The organizations that will succeed with AI in security operations are not the ones that deploy the most advanced tools fastest. They are the ones that build trust methodically: establishing baselines before automating, proving bounded AI value before expanding scope, and earning autonomy through evidence rather than aspiration.

Crawl before you walk. Walk before you run. And measure everything along the way.

Appendix: Starter Prompts for SOC Analysts

These examples are designed for general-purpose chatbots (ChatGPT, M365 Copilot, Claude, etc.) and assume no special security tool integrations. Adapt the specifics to your environment.

Explaining an unfamiliar event: "I'm seeing Windows Event ID 4768 with result code 0x12 in our domain controller logs.

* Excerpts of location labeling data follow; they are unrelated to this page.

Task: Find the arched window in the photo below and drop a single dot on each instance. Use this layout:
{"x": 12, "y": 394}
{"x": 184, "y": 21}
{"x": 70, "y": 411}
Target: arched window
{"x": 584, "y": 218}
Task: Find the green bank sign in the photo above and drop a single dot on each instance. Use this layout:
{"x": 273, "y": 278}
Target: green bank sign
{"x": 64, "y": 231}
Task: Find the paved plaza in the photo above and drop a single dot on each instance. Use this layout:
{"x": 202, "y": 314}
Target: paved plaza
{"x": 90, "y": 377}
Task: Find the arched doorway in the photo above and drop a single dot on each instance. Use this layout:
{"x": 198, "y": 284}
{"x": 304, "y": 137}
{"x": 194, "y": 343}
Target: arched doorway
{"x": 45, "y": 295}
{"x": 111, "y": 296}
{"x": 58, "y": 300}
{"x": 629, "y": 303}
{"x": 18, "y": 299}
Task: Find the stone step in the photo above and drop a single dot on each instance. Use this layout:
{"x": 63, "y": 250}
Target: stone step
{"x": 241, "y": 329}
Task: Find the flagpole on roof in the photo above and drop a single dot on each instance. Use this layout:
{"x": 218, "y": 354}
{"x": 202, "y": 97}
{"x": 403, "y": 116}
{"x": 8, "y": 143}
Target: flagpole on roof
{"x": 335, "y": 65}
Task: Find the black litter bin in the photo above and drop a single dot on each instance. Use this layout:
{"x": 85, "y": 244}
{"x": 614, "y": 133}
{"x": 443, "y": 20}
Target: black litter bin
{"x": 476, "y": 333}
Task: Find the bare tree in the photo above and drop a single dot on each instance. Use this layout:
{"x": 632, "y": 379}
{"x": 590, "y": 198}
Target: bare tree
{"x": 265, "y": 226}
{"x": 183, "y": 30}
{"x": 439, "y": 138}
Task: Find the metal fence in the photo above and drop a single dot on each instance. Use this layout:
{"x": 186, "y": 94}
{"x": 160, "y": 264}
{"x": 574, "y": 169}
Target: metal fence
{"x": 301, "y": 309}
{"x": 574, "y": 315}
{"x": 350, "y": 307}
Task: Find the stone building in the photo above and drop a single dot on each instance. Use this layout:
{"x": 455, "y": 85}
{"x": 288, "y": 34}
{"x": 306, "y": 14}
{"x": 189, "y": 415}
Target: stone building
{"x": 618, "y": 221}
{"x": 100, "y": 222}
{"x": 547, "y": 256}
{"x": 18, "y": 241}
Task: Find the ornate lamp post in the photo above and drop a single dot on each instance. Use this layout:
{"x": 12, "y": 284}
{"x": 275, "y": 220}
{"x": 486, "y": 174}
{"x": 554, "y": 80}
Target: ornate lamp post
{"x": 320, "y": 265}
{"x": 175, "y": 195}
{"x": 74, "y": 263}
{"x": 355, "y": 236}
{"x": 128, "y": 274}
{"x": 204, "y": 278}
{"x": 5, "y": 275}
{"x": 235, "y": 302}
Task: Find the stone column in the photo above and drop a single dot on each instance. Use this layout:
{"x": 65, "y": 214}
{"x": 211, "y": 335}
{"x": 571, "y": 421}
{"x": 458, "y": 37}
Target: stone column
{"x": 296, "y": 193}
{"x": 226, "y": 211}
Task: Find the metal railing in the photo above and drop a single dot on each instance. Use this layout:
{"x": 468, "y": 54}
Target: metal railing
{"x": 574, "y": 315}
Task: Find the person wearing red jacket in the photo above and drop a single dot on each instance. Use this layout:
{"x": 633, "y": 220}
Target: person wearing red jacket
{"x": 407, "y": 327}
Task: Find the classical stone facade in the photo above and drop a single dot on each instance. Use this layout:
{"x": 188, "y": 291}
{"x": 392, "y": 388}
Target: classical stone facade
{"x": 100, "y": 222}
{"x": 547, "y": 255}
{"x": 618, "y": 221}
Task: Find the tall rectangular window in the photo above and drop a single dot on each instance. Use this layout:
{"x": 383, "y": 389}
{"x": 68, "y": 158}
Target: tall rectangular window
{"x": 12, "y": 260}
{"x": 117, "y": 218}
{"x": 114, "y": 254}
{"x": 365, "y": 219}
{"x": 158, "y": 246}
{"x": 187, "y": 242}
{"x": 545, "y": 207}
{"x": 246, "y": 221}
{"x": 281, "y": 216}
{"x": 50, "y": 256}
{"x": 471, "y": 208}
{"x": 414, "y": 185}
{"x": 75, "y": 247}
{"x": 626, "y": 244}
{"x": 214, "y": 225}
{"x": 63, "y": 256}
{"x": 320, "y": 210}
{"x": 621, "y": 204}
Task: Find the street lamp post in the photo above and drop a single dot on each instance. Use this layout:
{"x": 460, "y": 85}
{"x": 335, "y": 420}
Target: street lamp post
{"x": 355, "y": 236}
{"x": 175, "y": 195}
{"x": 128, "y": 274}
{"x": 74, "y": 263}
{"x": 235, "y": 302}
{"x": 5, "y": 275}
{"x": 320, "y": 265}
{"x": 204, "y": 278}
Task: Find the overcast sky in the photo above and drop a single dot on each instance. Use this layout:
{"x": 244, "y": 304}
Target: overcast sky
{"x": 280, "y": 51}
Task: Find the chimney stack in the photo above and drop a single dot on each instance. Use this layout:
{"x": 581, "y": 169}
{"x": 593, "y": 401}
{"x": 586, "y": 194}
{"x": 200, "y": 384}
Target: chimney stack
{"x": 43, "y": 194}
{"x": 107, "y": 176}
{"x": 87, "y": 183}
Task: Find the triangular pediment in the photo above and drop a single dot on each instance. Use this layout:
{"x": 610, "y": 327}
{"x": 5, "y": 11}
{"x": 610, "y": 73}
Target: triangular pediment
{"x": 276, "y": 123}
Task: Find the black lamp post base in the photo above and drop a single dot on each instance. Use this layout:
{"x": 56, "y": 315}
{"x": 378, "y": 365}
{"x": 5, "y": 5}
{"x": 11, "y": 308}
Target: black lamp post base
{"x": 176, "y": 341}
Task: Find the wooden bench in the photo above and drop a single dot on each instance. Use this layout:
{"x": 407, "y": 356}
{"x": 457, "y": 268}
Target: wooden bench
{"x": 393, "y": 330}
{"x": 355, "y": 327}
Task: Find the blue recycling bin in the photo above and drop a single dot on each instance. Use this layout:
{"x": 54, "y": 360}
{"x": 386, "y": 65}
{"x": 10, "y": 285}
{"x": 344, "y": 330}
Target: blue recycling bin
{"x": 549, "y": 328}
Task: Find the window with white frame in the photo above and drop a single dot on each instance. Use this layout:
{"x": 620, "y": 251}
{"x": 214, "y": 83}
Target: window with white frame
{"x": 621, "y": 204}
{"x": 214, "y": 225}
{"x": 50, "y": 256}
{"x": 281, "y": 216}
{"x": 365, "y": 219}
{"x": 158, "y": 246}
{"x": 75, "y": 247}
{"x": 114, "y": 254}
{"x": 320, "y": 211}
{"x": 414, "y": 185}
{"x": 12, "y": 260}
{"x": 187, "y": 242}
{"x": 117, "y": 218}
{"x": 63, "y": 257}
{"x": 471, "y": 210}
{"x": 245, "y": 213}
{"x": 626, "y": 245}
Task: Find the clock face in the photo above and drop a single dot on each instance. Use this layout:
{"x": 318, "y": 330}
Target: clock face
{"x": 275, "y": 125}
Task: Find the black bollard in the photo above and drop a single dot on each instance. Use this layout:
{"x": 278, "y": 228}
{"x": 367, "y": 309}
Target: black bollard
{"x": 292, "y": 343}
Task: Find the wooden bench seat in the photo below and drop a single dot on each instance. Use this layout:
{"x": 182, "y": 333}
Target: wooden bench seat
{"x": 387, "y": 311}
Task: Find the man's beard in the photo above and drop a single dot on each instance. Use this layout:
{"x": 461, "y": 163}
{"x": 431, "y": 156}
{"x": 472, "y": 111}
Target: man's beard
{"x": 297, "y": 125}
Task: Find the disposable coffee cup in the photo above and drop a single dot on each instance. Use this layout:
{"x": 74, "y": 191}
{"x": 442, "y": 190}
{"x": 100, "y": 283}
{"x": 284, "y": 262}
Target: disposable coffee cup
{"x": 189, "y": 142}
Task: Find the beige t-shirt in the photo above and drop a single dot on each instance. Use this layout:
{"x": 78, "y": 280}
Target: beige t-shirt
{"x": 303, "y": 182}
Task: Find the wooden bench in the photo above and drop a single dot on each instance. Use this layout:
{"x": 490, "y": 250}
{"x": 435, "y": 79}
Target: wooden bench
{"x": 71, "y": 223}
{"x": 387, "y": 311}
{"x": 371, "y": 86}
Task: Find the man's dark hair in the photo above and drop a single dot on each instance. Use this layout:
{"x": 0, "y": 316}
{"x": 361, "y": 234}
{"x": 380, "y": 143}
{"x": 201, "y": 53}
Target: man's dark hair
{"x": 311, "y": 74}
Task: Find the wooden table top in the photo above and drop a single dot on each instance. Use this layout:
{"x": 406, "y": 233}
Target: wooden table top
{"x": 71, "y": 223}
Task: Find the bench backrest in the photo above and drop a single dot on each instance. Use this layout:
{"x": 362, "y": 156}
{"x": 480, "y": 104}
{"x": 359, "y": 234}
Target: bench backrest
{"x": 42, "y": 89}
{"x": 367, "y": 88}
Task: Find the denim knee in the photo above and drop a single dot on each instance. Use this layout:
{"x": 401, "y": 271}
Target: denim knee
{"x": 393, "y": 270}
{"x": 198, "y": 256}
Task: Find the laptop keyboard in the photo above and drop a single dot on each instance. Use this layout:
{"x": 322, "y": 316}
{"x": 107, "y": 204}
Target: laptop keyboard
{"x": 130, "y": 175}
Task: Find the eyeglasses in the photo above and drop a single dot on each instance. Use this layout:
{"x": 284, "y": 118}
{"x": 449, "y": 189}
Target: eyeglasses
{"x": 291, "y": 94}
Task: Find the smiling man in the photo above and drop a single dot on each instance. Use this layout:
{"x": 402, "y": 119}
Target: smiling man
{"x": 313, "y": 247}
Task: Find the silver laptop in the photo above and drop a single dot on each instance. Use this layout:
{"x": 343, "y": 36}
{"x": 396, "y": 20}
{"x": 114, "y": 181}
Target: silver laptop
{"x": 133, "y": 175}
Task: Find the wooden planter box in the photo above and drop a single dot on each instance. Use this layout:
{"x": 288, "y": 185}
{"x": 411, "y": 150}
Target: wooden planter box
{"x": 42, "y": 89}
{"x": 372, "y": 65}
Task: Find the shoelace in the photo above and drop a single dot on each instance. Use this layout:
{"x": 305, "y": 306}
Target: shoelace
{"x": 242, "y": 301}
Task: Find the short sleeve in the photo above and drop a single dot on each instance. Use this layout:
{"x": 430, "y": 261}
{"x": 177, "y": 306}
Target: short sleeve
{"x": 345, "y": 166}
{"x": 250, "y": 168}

Explain what this means, what normal vs. suspicious context looks like, and what I should investigate next."

Drafting an incident summary from raw data: "Here's a set of raw alert fields from our SIEM: [paste fields]. Write a concise incident summary covering: what happened, what systems and accounts are involved, the potential impact, and recommended next steps. Use plain language appropriate for a shift handoff report."

Gut-checking suspicious behavior: "A user account accessed 14 SharePoint sites in 3 minutes, then downloaded 200+ files from a site they'd never visited before. The account has no prior DLP alerts. Walk me through whether this looks like compromised credentials, insider activity, or potentially normal behavior, and what evidence I should look for to distinguish between them."

Translating between query languages: "Convert this SPL query to KQL for Microsoft Sentinel. Preserve the logic exactly and note any functions that don't have a direct equivalent. You have the following tables available to use: [paste tables] and the original SPL query is: [paste query]"

Understanding a script found during investigation: "Analyze this PowerShell script found in a scheduled task on a compromised host. Explain what each section does, flag anything that looks like attacker tooling or obfuscation, and identify any IOCs (domains, IPs, file paths, registry keys) I should search for across the environment: [paste script]"

Organizational policy Q&A: "Our security policy says remote access requires MFA and conditional access compliance. I have a user connecting via VPN from a personal device that passed health check but isn't Entra-joined. Does this violate policy, and what's the correct remediation path? Ask me clarifying questions if you need more information."